Farmers and healthy food advocates from across the state joined forces today in the Capitol to talk to lawmakers about how Kansas farmers could help be the solution to the obesity epidemic and other health issues in the state by growing more fruits and vegetables.
“Kansas has the unique ability to produce a variety of fruits, vegetables, lean meats, whole grains and low-fat dairy items so we should, in theory, have access to the freshest, healthiest foods available, but unfortunately we don’t,” said Missty Lechner, American Heart Association Advocacy Project Director. “In fact, over 90% of the food Kansans buy comes from out of the state.”

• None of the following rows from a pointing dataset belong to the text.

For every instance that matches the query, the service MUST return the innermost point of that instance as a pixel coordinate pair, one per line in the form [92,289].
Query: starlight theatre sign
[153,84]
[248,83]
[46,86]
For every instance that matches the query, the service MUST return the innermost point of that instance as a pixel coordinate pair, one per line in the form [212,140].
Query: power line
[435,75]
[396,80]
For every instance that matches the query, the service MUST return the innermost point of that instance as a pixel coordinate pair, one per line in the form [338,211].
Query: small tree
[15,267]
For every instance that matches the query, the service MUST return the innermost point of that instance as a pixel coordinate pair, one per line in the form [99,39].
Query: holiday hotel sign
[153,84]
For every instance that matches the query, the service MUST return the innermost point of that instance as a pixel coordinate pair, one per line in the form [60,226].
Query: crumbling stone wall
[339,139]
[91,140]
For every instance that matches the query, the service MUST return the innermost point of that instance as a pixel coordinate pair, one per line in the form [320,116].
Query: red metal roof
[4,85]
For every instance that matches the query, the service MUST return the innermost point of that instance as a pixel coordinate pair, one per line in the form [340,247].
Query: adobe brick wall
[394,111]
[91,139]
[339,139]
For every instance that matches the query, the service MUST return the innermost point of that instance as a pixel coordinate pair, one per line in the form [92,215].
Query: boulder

Farmers are seeing these alarming trends and think they can help.  They plan to work with people in their communities and across the state to not only grow healthy food, but also increase demand for and access to healthy food.  Lawmakers can help by passing resolutions establishing local and state Food and Farm Councils that support these new farm and community partnerships.  These councils bring together the people who grow food, the people who sell food, and the people who eat food to discuss and provide recommendations to lawmakers for improving our local food system.
Additionally, other innovative partnerships are being built to help Kansas communities.  The American Heart Association is working with the Kansas Rural Center on their “Community Food Solutions” initiative to help bridge this gap between farmers and community health.  “If we want to see real improvements in health and also keep more money locally, we have to think about things differently.  We have to make healthy Kansas-grown food an easy choice for all Kansans,” said Natalie Fullerton, Project Director for the Kansas Rural Center.

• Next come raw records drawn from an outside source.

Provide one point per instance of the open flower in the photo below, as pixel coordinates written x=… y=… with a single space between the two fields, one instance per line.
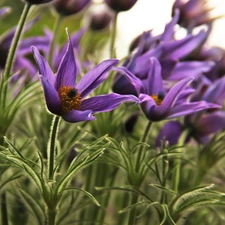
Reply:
x=160 y=104
x=64 y=97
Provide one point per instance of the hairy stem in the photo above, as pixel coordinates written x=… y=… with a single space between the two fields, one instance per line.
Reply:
x=52 y=146
x=113 y=37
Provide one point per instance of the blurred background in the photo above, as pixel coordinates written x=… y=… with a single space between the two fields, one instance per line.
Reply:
x=145 y=15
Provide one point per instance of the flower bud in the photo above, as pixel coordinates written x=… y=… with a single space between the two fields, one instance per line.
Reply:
x=100 y=19
x=120 y=5
x=70 y=7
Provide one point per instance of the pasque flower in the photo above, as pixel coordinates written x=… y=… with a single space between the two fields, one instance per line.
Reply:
x=194 y=13
x=70 y=7
x=120 y=5
x=66 y=98
x=159 y=104
x=37 y=2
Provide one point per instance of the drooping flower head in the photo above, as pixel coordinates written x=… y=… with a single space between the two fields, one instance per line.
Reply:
x=194 y=13
x=67 y=98
x=120 y=5
x=99 y=18
x=70 y=7
x=169 y=51
x=158 y=103
x=38 y=2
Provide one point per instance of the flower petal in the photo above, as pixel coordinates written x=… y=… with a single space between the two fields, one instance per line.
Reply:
x=189 y=108
x=171 y=137
x=67 y=71
x=154 y=80
x=172 y=95
x=44 y=68
x=51 y=96
x=215 y=93
x=95 y=77
x=195 y=68
x=133 y=80
x=78 y=116
x=4 y=10
x=168 y=33
x=105 y=103
x=211 y=123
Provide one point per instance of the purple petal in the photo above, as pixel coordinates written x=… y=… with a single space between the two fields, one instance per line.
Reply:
x=211 y=123
x=168 y=33
x=40 y=42
x=216 y=92
x=75 y=42
x=44 y=68
x=67 y=71
x=142 y=62
x=189 y=108
x=171 y=132
x=4 y=10
x=51 y=96
x=78 y=116
x=95 y=77
x=131 y=77
x=105 y=103
x=154 y=80
x=195 y=68
x=172 y=96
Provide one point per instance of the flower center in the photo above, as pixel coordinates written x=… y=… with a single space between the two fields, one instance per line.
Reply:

“We researched and gathered feedback from Kansans for a year, and from that, we have prepared a number of recommendations that anyone interested in food and farm issues could help advocate for.  These recommendations can get us closer to our goal of incorporating Kansas farms into the food supply chain thereby potentially improving Kansas’s economy, community, environment, and health,” said Fullerton.
If you would like more information on how you can get involved in “Community Food Solutions,” visit www.kansasruralcenter.org/cfs  and sign up to become a local food advocate.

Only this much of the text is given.